Matt Haig is truly a writer for our times.
His 2015 book, Reasons To Stay Alive was a starkly honest and highly readable memoir about the most traumatic experience of Haig’s life: namely the devastating attack of chronic depression which engulfed him when he was 24 in 1999 and his long battle to recover from it. His 2018 book, Notes on a Nervous Planet was a more general guide to fending off the demons of depression and anxiety in the age of Twitter and Trump.
It should be mentioned that in addition to his non-fiction output, Haig s a successful novelist too. Although superficially fantastical, The Midnight Library (2020) explored serious issues as its troubled heroine quite literally attempted to live her best possible life. It was one of the best received new British novels of last year. Other books by Haig include The Humans (2013), which is centred on an extra-terrestrial taking brief possession of an English University lecturer and How To Stop Time (2017), in which a man manages to live for several hundred years from the Tudor era to the 21st century. Mental health issues come up in these books too. Haig has also written for children too, notably a trilogy of festive books which began with A Boy Called Christmas (2016).

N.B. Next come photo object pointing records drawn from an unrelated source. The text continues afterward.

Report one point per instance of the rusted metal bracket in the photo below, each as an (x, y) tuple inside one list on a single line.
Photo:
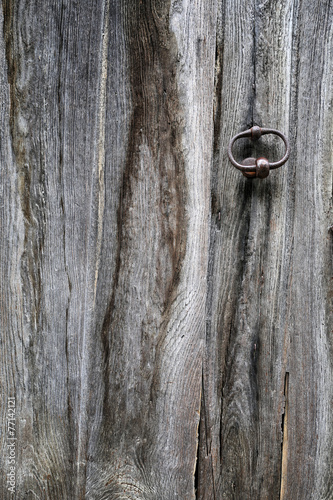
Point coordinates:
[(257, 167)]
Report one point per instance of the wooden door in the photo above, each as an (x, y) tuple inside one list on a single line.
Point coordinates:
[(166, 323)]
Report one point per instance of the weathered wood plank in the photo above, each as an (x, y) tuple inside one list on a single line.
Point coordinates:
[(139, 277), (268, 317), (109, 135)]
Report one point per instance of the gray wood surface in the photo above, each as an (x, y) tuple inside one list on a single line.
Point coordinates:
[(166, 324)]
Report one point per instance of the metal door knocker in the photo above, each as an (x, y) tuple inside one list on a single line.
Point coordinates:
[(257, 167)]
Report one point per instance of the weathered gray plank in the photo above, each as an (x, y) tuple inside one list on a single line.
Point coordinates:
[(138, 277), (268, 316), (108, 122)]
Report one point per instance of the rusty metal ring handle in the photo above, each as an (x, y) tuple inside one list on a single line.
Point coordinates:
[(260, 167)]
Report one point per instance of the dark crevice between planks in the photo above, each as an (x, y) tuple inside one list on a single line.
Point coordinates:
[(284, 443), (157, 121)]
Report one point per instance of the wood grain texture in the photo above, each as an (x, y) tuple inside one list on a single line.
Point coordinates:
[(166, 324), (266, 423), (107, 138)]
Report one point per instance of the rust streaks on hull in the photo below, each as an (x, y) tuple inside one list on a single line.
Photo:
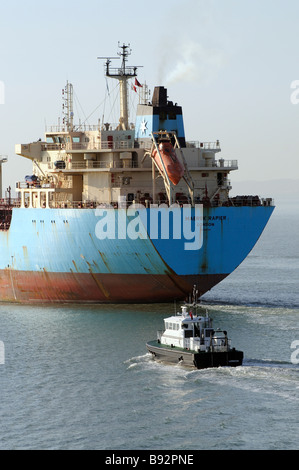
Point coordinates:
[(47, 287)]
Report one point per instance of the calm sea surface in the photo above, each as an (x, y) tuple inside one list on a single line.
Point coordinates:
[(79, 377)]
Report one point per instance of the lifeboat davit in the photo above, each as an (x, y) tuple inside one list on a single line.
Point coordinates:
[(173, 166)]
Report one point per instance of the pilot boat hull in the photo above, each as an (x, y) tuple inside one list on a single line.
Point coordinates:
[(199, 360)]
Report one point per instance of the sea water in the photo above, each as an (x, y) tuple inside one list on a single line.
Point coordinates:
[(79, 377)]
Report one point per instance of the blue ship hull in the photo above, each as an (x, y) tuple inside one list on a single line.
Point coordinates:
[(55, 255)]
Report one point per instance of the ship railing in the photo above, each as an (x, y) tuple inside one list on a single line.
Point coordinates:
[(6, 202), (250, 201), (76, 128), (104, 145), (100, 164), (204, 145)]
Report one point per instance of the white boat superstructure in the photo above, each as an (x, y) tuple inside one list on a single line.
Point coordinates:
[(193, 332)]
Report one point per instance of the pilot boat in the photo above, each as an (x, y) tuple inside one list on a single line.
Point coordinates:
[(190, 339)]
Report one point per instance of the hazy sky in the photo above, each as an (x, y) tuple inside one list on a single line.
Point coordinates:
[(229, 64)]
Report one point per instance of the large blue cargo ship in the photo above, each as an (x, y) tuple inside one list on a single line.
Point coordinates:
[(124, 213)]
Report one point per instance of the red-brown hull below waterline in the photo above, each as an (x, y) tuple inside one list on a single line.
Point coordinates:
[(45, 287)]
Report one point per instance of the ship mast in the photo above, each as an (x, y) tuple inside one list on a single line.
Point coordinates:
[(68, 111), (122, 74)]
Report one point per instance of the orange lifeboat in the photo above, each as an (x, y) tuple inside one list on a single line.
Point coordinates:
[(173, 166)]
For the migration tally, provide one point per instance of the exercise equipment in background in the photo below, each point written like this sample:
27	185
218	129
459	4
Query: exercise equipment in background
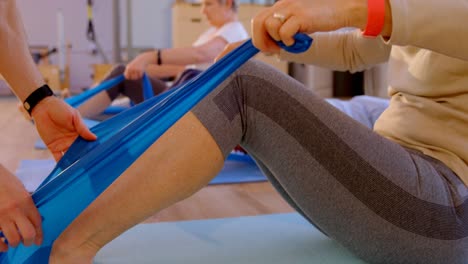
78	177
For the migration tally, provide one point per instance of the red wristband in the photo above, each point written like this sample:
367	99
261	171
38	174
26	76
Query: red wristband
375	18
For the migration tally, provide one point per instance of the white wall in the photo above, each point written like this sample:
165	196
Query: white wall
151	28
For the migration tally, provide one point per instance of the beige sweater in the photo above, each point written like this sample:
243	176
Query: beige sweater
428	75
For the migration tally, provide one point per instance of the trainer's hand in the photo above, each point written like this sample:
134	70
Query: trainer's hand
19	218
59	125
286	18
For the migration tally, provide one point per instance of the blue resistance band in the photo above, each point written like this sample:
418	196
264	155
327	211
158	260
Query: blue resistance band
88	168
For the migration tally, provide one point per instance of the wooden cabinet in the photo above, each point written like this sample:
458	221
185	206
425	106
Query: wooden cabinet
188	23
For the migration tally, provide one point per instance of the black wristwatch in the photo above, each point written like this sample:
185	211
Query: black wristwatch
35	97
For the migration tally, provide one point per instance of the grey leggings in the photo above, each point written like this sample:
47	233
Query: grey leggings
385	203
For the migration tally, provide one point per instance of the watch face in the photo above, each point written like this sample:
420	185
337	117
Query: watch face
26	106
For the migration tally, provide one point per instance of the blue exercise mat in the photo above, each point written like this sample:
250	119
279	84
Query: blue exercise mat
238	168
265	239
78	177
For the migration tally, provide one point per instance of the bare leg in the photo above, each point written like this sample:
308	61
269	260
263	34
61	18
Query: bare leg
174	156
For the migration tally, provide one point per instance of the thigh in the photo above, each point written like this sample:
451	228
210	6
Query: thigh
385	203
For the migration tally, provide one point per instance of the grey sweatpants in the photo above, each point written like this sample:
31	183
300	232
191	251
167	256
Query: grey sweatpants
385	203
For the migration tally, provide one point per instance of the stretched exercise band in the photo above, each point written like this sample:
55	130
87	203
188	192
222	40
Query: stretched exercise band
67	193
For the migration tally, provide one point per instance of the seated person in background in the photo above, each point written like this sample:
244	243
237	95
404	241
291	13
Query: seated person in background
395	194
183	63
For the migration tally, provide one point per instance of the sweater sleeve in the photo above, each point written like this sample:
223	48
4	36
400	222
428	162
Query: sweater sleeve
437	25
342	50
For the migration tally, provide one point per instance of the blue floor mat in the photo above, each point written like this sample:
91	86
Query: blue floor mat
238	168
266	239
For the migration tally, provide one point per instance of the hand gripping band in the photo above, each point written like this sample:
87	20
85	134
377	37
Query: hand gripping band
375	18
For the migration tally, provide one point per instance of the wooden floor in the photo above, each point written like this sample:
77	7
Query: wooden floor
17	142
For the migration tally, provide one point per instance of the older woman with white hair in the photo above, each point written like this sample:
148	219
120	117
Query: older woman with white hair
181	63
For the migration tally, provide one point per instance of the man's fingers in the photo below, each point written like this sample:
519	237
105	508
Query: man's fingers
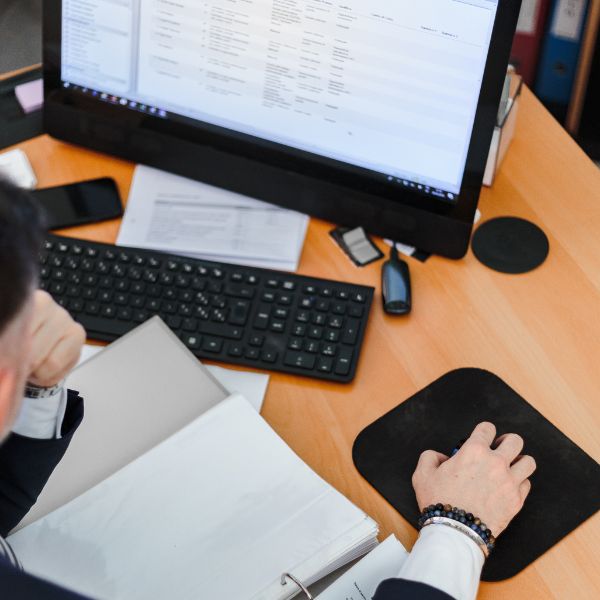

The Comfort Book is not a book with a linear narrative as such but a collection of short chapters of varying length. These can be read in any order, individually or in any manner the reader chooses. The aim is, as the name of the book suggests, to provide hope or comfort to the reader, particularly if they are currently suffering with any mental anguish themselves. And let’s face it: in 2021, many of us are.
Some chapters are so short that they can be quoted here in full. The chapter entitled, ‘To be is o let go’ simply reads: “Self-forgiveness makes the world better. You don’t become a good person by believing you are a bad one.” The chapter, ‘Pasta’ meanwhile simply states: “No physical appearance is worth not eating pasta for.”
An unkind reviewer might suggest the net effect of this is similar to reading a huge collection of fortune cookies at once or to listening to a greatly extended version of Baz Luhrmann’s 1999 release, ‘Everybody’s Free To Wear Sunshine.” But this would be unfair. I’ve no doubt Matt Haig’s book will prove very helpful to many people. Most of the chapters are far longer than the ones I’ve quoted and Haig draws heavily from his own experiences and from the experiences of others. We learn from Heraclitus, Charles Dickens, Eleanor Roosevelt, Joy Harjo, Bruce Lee, Helen Keller, Marcus Aurelius and plane crash survivor, Juliane Koepcke amongst many others.
The Comfort Book does not take long to read from cover to cover. However, I have little doubt many people will find themselves returning to it again and again.
Book review: The Comfort Book, by Matt Haig. Published by: Canongate, July 6th 2021.